The essential problem with vasospasm is that it causes an artery to reduce blood flow or completely shut down. As a result, the part of the brain formerly supplied by that artery effectively starves (ischemia) and may die (infarction or stroke). Overall, cerebral vasospasm accounts for approximately 20% of the severe disability and death associated with ruptured aneurysms.

If vasospasm is detected early, a patient can be treated with balloon angioplasty to reopen the vessels or have infusions of a vasodilator administered (typically verapamil or nicardipine). Alternatively, or in concert with that treatment, one can administer intravenous drugs that raise the patient’s blood pressure (“pressors”) to force more blood through the narrow arteries. Both of these treatments carry risk and therefore, in order to prevent this form of brain injury and enhance the likelihood that a patient will do better, one needs to detect vasospasm before it becomes severe enough to injure the brain.

Depending on the severity, this can be seen using conventional angiography. Angiographic spasm tends to be most readily detected at about 5-7 days after the subarachnoid hemorrhage (SAH), although it may be detected as early as 3 days after the hemorrhage. It occurs in between half to two-thirds of all aneurysm patients depending on the time at which angiography was carried out. Clinical vasospasm occurs in approximately one-third of all patients suffering aneurysmal SAH.

Vasospasm is currently diagnosed and managed with a combination of technologies and tests, each with significant deficiencies.

The physical exam is sensitive for vasospasm in patients who are otherwise awake and able to participate in a neurological examination. Many patients with subarachnoid hemorrhage are not aware, nor participative to make this clinical exam meaningful. Therefore clinical examination alone lacks sensitivity.

The gold standard method for detecting vasospasm is cerebral angiography. Vasospastic arteries on a cerebral angiogram appear to have abnormally thin columns of blood in their lumens, almost string-like in their width or no blood flow at all when the spasm closes the artery entirely. Although this is the standard method used for diagnosing vasospasm, it carries the risk of arterial injury or even stroke, and the expense is high.

It is safer to perform a brain CT scan in a patient with suspected vasospasm as it may show new strokes in the distribution of the vasospastic artery or arteries. However, this only documents the problem after the fact, and the goal of therapy is to detect vasospasm before it gets sufficiently severe to cause brain injury. In addition the contrast dye used in these studies carries the risk of renal failure.

An MRI of the brain, especially in its Diffusion Weighted Image, DWI and FLAIR sequences, may more precisely show the extent of brain tissue damaged (infarcted) by vasospasm, but this too is after the fact.

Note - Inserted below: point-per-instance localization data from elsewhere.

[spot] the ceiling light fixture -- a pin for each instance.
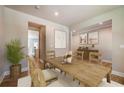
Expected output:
(100, 23)
(74, 31)
(56, 13)
(37, 7)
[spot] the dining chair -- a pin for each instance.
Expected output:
(95, 57)
(50, 54)
(106, 63)
(79, 54)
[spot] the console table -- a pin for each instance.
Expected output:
(86, 52)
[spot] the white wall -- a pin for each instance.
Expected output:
(16, 26)
(117, 17)
(1, 40)
(104, 45)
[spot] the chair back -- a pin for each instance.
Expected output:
(31, 65)
(95, 57)
(38, 79)
(80, 54)
(50, 54)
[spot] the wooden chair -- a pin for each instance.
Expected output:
(38, 80)
(106, 63)
(95, 57)
(48, 74)
(49, 55)
(79, 54)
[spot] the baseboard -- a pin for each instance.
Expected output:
(118, 73)
(8, 72)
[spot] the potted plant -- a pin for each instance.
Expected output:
(14, 56)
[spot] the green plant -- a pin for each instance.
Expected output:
(14, 52)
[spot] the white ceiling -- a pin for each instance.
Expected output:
(68, 14)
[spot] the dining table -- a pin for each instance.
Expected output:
(89, 74)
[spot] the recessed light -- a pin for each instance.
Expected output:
(100, 23)
(37, 7)
(74, 31)
(56, 13)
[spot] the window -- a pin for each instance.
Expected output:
(60, 39)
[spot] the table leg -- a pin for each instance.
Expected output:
(109, 77)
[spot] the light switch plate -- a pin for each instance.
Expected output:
(121, 46)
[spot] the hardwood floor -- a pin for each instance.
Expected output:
(8, 82)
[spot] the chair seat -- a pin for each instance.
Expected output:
(24, 82)
(58, 84)
(49, 75)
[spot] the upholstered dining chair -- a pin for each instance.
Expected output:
(95, 57)
(79, 54)
(48, 73)
(50, 54)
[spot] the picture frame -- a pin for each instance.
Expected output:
(83, 38)
(93, 38)
(60, 39)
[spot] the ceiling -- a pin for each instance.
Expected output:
(68, 14)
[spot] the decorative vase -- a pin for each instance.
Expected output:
(15, 71)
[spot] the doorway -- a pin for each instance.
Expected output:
(36, 40)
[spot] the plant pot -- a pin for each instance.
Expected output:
(15, 71)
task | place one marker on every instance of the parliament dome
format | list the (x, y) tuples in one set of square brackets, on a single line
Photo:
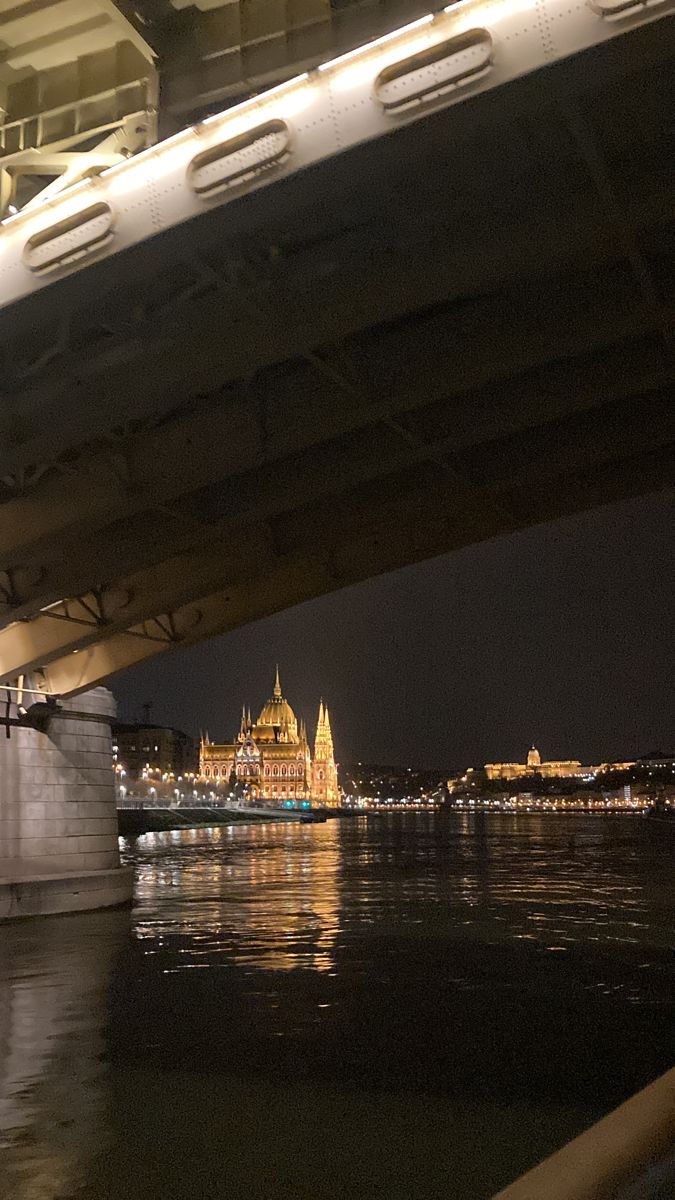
[(276, 714)]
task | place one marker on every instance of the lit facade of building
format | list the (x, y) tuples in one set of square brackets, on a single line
[(563, 768), (272, 757)]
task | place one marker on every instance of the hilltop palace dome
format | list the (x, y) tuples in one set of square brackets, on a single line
[(272, 759)]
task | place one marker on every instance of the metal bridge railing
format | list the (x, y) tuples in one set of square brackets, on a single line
[(79, 118), (629, 1155)]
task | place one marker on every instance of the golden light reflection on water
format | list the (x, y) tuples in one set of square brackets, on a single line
[(270, 965), (267, 895), (284, 897)]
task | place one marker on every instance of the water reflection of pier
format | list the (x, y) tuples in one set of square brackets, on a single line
[(54, 978)]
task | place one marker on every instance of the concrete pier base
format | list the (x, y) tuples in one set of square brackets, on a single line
[(58, 817)]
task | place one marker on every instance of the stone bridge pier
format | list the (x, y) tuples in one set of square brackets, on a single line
[(58, 817)]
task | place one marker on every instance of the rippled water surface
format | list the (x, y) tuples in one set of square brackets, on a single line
[(386, 1007)]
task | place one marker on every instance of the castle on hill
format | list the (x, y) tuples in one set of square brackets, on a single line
[(272, 757)]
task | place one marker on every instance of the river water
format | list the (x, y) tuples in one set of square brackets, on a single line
[(406, 1006)]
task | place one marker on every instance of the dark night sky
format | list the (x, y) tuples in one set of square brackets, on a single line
[(562, 635)]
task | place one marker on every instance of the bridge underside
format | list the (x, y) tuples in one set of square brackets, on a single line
[(458, 330)]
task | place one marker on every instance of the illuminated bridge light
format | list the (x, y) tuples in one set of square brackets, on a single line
[(239, 160), (616, 10), (70, 238), (435, 70), (469, 47)]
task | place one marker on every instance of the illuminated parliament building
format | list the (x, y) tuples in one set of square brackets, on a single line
[(272, 757)]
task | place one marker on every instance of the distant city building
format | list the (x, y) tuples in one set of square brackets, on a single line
[(535, 768), (157, 748), (272, 757), (563, 768)]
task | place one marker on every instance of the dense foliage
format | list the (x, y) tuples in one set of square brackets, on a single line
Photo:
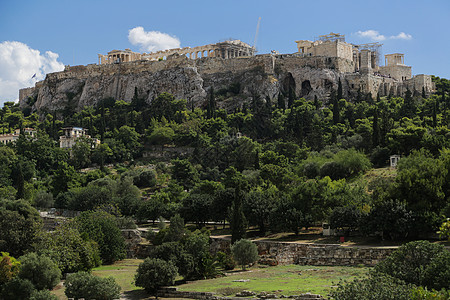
[(245, 252), (154, 273), (275, 165), (87, 286)]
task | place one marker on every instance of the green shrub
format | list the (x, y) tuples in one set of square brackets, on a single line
[(225, 261), (102, 228), (376, 286), (40, 270), (44, 199), (43, 295), (419, 263), (245, 252), (9, 267), (346, 218), (17, 289), (88, 286), (154, 273), (420, 293)]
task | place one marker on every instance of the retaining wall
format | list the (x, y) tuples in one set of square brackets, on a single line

TCD is a bedside test that relies on ultrasound waves generated from a probe placed on the skin of the head and/or neck region to detect the flow of blood in a cerebral artery. It is a convenient, safe and frequently effective method that can be used to rapidly confirm the clinical findings. It is significantly less invasive than cerebral angiography. However, it has numerous technical limitations. For example, you can only detect vasospasm in the proximal vessels of the circle of Willis and therefore lacks sensitivity. It is also operator dependent and not enough technologists are available in the United States to perform these studies.

What is needed is a non-invasive, user independent, safe method to detect cerebral vasospasm before it causes brain injury. The technology needs to be simple to use and able to perform at the bedside in an ICU environment. The BrainPulse device has been designed with these needs in mind. Such a tool will likely improve patient outcome by initiating a chain of events that can mitigate vasospasm (cerebral angioplasty or initiation of vasospressor therapy) and will likely shorten the length of stay within the neuro ICU, ultimately saving hospitals money.